PROJECT SUMMARY Harmful alcohol use remains a serious public health issue, resulting in 3 million global deaths per year and contributing to more than 200 disease and injury conditions. Within the United States, the prevalence of Alcohol-use Disorder (AUD) has increased significantly, from 8.5% to 12.7% over the last 10 years and whose complex etiology has limited the number of effective therapeutics currently available. An interesting phenomenon in alcohol drinking is the variability of consumption occurring within the human population: some individuals drink casually while others drink in an uncontrolled manner, escalating their consumption and eventually developing alcohol dependence. To understand the circuit-specific functions underlying this phenomenon of individual alcohol drinking variability, we utilized isogenic C57BL/6J mice, an inbred mouse strain typically used to study alcohol-drinking behaviors. This mouse model provides the unique opportunity to investigate the neurophysiological mechanisms underlying low and high alcohol drinking behaviors, independent of genetics. Furthermore, it is known that a hallmark of the progression of AUD is the dysfunction of dopamine (DA) neurons projecting from the ventral tegmental area to (VTA-NAc) the nucleus accumbens, an area critical to encoding the salience of both drug and naturalistic stimuli. Using in vivo fiber photometry calcium imaging and in vivo electrophysiological recordings, we are now able to determine the neural population response of the VTA-NAc DA circuit before and after the establishment of alcohol drinking phenotype, to illuminate the transition to healthy or unhealthy alcohol drinking profiles. Our preliminary data show that the magnitude of the primary reinforcing VTA-NAc DA response to rewarding and salient stimuli correlates with future establishment of alcohol preference (Aim 1). Further, alcohol-induced neuroadaptations differentially affect naturalistic behaviors in mice, including exploration and response to reward, and cause heightened or blunted responses to alcohol (Aim 2). By assessing the VTA-NAc DA neuronal profile of activity during naturalistic mammalian behaviors prior to and after alcohol exposure, this project will provide novel insight into physiological and real-time predictors of future, individual alcohol drinking and how alcohol actively and reciprocally attenuates or exacerbates VTA-NAc DA circuit function, leading to subsequent maladaptive behaviors.

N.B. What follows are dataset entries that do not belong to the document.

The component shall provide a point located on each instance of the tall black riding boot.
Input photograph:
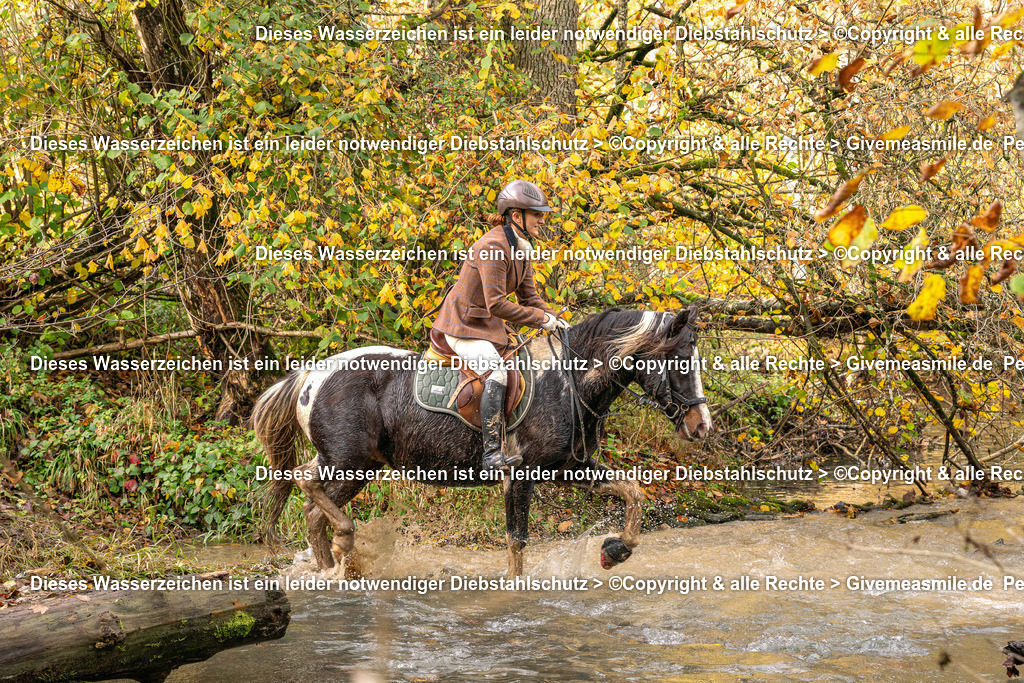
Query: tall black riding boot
(493, 424)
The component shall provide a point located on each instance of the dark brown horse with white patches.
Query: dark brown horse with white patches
(364, 418)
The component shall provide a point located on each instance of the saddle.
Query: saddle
(444, 391)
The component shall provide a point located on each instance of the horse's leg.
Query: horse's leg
(619, 550)
(316, 521)
(517, 496)
(615, 551)
(330, 505)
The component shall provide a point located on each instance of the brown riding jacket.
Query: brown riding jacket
(478, 303)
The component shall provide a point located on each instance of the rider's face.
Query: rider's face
(534, 222)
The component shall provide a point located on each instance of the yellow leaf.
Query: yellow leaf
(970, 284)
(862, 242)
(904, 217)
(823, 63)
(895, 133)
(849, 226)
(925, 305)
(913, 257)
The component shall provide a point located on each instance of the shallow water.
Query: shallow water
(706, 635)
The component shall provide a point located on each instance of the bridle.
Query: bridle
(677, 402)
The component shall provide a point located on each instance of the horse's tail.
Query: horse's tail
(276, 427)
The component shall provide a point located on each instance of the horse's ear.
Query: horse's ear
(686, 315)
(682, 317)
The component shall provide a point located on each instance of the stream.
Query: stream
(848, 630)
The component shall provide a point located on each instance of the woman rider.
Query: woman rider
(472, 316)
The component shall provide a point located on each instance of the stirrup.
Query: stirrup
(499, 461)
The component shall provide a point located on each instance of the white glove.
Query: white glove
(551, 324)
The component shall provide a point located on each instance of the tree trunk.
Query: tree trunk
(553, 79)
(142, 635)
(205, 295)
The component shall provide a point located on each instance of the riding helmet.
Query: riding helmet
(522, 195)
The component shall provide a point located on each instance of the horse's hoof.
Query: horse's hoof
(613, 552)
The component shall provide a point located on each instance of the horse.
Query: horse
(364, 417)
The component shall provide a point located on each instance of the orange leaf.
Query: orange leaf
(988, 220)
(735, 10)
(1007, 269)
(943, 110)
(845, 191)
(928, 171)
(848, 72)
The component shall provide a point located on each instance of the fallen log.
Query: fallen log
(136, 634)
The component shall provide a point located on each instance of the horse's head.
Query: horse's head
(672, 377)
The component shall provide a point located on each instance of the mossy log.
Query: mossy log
(136, 634)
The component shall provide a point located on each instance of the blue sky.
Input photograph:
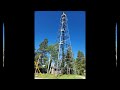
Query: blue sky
(47, 24)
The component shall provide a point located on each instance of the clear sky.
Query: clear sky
(47, 24)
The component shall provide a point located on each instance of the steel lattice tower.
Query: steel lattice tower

项目摘要 有害饮酒仍然是一个严重的公共卫生问题，每年导致全球300万人死亡， 导致200多种疾病和伤害。在美国境内， 酒精使用障碍（AUD）在过去10年中从8.5%大幅增加到12.7%， 复杂的病因限制了目前可用的有效治疗剂的数量。一个有趣 饮酒的一种现象是在人群中发生的消费变化：一些 有些人随意饮酒，而另一些人则不受控制地饮酒，从而增加了他们的饮酒量， 最终形成酒精依赖。为了理解在此基础上的特定于电路的功能， 个体饮酒变异现象，我们利用同基因C57 BL/6 J小鼠，一种近交系小鼠， 通常用于研究饮酒行为的菌株。这种小鼠模型提供了独特的机会， 研究低度和高度饮酒行为的神经生理机制， 与基因无关。此外，已知AUD进展的标志是功能障碍， 从腹侧被盖区投射到腹侧被盖核的多巴胺（DA）神经元， 这是一个对药物和自然刺激的显著性进行编码的关键区域。使用体内纤维光度法 钙成像和体内电生理记录，我们现在能够确定神经 饮酒建立前后VTA-NAc DA回路的群体反应 表型，以阐明健康或不健康的饮酒概况的转变。我们的初步数据 表明初级强化VTA-NAc DA反应对奖励和显著刺激的幅度 与未来酒精偏好的建立相关（目标1）。此外，酒精诱导的神经适应 差异影响小鼠的自然行为，包括探索和对奖励的反应，并导致 对酒精的反应增强或减弱（目标2）。通过评估VTA-NAc DA神经元的活动特征， 在酒精暴露前后的自然哺乳动物行为中，该项目将提供新的 深入了解未来的生理和实时预测，个人饮酒以及酒精如何积极地 并且VTA-NAc DA回路功能减弱或恶化，导致随后的适应不良 行为。